On Behalf of | Jan 2, 2019 | Property Division

Since about the early part of 2018, it’s been in the news that the federal government has changed the way alimony, also referred to as spousal support, gets treated for federal income tax purposes.

For the last 75 years up until now, a person ordered to pay alimony could usually take such payments as a tax deduction. On the other hand, the person receiving these payments had to report them as income on his or her tax returns.

Starting with orders entered on January 1 of the new year, alimony payments will carry no tax consequences with them one way or the other. In this sense, these payments will be much like child support. It should be noted that those with existing orders can continue to treat them on the tax returns as they have in the past.

According to reports, this change is going to have broader implications than just how one manages his or her taxes. Some are suggesting that is going to make the property division process more contentious. The reason is that, with the tax incentive, people up until now had every reason to agree to making a substantial alimony payment, often in lieu of having to fight over property.

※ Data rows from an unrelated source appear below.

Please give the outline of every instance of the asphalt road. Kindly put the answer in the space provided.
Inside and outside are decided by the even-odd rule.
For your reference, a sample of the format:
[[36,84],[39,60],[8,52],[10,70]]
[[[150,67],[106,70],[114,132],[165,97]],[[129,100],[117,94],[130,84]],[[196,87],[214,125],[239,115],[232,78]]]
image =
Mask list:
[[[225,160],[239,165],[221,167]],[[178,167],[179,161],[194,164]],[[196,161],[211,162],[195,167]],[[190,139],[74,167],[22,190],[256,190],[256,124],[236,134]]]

The alimony deduction was considered a win-win since the payment could help a person save tax dollars by reducing their taxable income and, depending on the facts, even their marginal tax rate. On the other hand, the person receiving alimony could often do so with minimal net tax consequences, even though the payments were considered income.

Now, people may be less inclined to negotiate alimony payments in an effort to avoid court. This may make the need for an experienced family lawyer more urgent among Phoenix residents.